С тех пор прошло немногим более полугода, Федор Александрович даже не успел сдать казенную дачу в Серебряном бору. «Молодые и горячие» завели страну в тупик, их попросили «на выход», а Федору Александровичу к его большому удовольствию предложили вернуться в прежнюю канцелярию в той же должности. Первым «вице» стал, правда, не его прежний шеф — тот уже рулил даже не правительством, а своим независимым государством. Но и новый оказался человеком немолодым, с большим государственным опытом и пониманием дела.

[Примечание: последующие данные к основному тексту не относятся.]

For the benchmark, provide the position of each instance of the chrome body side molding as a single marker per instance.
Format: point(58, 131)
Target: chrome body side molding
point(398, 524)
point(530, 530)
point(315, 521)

…Оба, и тесть, и зять, уже изрядно подпили «этой японской отравы», разогрелись, обоих потянуло на откровенность. Но рассудок ещё работал, и зять, обведя гостиную взглядом, спросил:
— А здесь ничего? Не это…?
Горин понял и заверил, что недавно спецы проверяли все углы и закоулки дачи — чисто — ни «жучков», ни «глазков» не обнаружено.
— Уж, если ещё за нами будут смотреть да слушать, то куда мы катимся? — прогудел он басом.
— А я боюсь, — признался зять. — И не этого хмыря, который пишет, а в принципе… Нет, конечно, не без «того» — вы же меня знаете… Я чистыми — ни копейки. Откат — другое дело. Но — предметный. Поставь мне в гараж какой-нибудь «Хаммер» или «Бэху», можешь акции на меня переписать, ну, в крайнем случае — перевести на счет или подарить кредитку жене…
— Может, оно и правильно, — согласился тесть. — Я тоже никогда в руки не беру и не сую по карманам. Принес в папке с документами или с письмом, я бумаги оттуда — на свое место, а что там осталось — в банк — прямо в папке, чтобы никаких «пальчиков». А уж на чей счет — это когда — как.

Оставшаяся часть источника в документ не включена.